Après l'incendie du boulevard Vincent-Auriol à Paris qui a fait 17 morts dont 14 enfants, Chirac, Villepin, Borloo, Delanoë se sont empressés d'accourir auprès des survivants ou de faire des déclarations apitoyées. Pourtant ces hommes-là, Chirac, l'ancien maire de Paris, comme Delanoë, maire socialiste depuis quatre ans, sont responsables de l'incurie qui a conduit à ce drame. Un autre incendie dans le troisième arrondissement de Paris a fait 7 morts.

La plupart des familles qui vivaient dans l'immeuble du boulevard Vincent-Auriol avaient été logées là, provisoirement leur avait-on dit à l'époque, en 1991, après avoir campé quatre mois sur le chantier de la Bibliothèque de France. Le président de la République était alors Mitterrand, le chef du gouvernement était socialiste, le maire de Paris s'appelait Chirac. Durant ces quatorze années, bien des choses ont changé. Chirac est devenu président, la gauche et la droite ont alterné au gouvernement, la mairie de Paris a été gagnée par le Parti Socialiste, mais rien n'a été fait pour offrir une solution définitive à ces familles, qui vivaient dans un immeuble de plus en plus vétuste. Comme si reloger les occupants d'un immeuble de six étages était, dans une ville comme Paris, un problème insurmontable. De même que rénover tous les immeubles vétustes de Paris.

En avril dernier, après les 24 morts de l'incendie de l'hôtel Paris-Opéra, les déclarations n'avaient pas manqué pour dire qu'il ne fallait plus revoir cela. Mais ce n'était que des discours pour la galerie.

Delanoë s'est plaint de ce que le gouvernement laissait les municipalités supporter toute la charge de ces problèmes. Et c'est vrai que ni Villepin, ni Raffarin, ni aucun de leurs prédécesseurs depuis des années (y compris ceux qui se disaient de gauche) n'ont fait quoi que ce soit pour procurer des logements décents aux mal-logés.

Mais lui, Delanoë, qu'a-t-il fait? N'avait-il aucun moyen d'agir depuis quatre ans? Que représente le relogement de quelques centaines de familles, par rapport aux sommes énormes dépensées pour la promotion des Jeux Olympiques de 2012 à Paris? Ou au coût des travaux pour transformer chaque été les quais de la Seine en «Paris plage», ou encore pour créer en ville des centaines de kilomètres de pistes cyclables, utiles peut-être, mais pas prioritaires par rapport aux urgences?

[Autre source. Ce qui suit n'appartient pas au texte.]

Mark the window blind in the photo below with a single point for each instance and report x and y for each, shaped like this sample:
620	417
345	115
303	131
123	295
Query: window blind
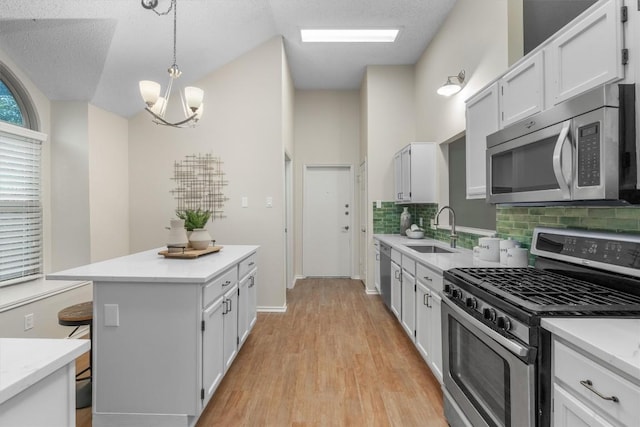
20	209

Il manque à Paris des milliers de logements accessibles aux travailleurs, en particulier à ceux dont les revenus sont les plus faibles et qui n'ont pas accès à la location commerciale privée. Construire pour les plus démunis, ou réhabiliter complètement pour ces hommes et ces femmes des immeubles anciens, n'intéresse pas les pouvoirs publics. Et la mairie de Paris, dirigée par un socialiste appuyé par des Verts et le PCF, comme la plupart des mairies de grandes villes, raisonne de la même manière. Elle avait de l'argent pour financer le projet «Paris 2012», auquel était associé le milliardaire Lagardère. Elle a fait passer ce projet, qui n'intéressait que les tour-opérateurs, les chaînes d'hôtels et les grands restaurants, avant les conditions dans lesquelles vivent les habitants de tous les immeubles vétustes.

Les 24 morts de l'hôtel Paris-Opéra avaient été suivis de bien des discours pleins de compassion, il y a quatre mois. Et rien n'a été fait ensuite. Qui nous garantit que les familles des 17 morts du boulevard Vincent-Auriol et des 7 morts du dernier incendie dans le 3e arrondissement auront droit à autre chose qu'à des promesses non tenues? Combien de morts faudra-t-il encore pour que les pouvoirs publics prennent des mesures pour assurer un logement décent à toutes ces familles et à toutes les autres dans la même situation?

Il y a bien des immeubles et des cas semblables à Paris. Les propriétaires, lorsqu'ils sont privés, ne font aucuns travaux sérieux et attendent que l'immeuble soit déclaré vétuste et dangereux, et que ce soit alors la police qui expulse les locataires. Les propriétaires peuvent alors revendre l'immeuble au prix du terrain, ce qui à Paris vaut une mine d'or.

Et cela en toute impunité, sous le regard indifférent d'hommes politiques qui n'ont de larmes qu'à cause de la fumée.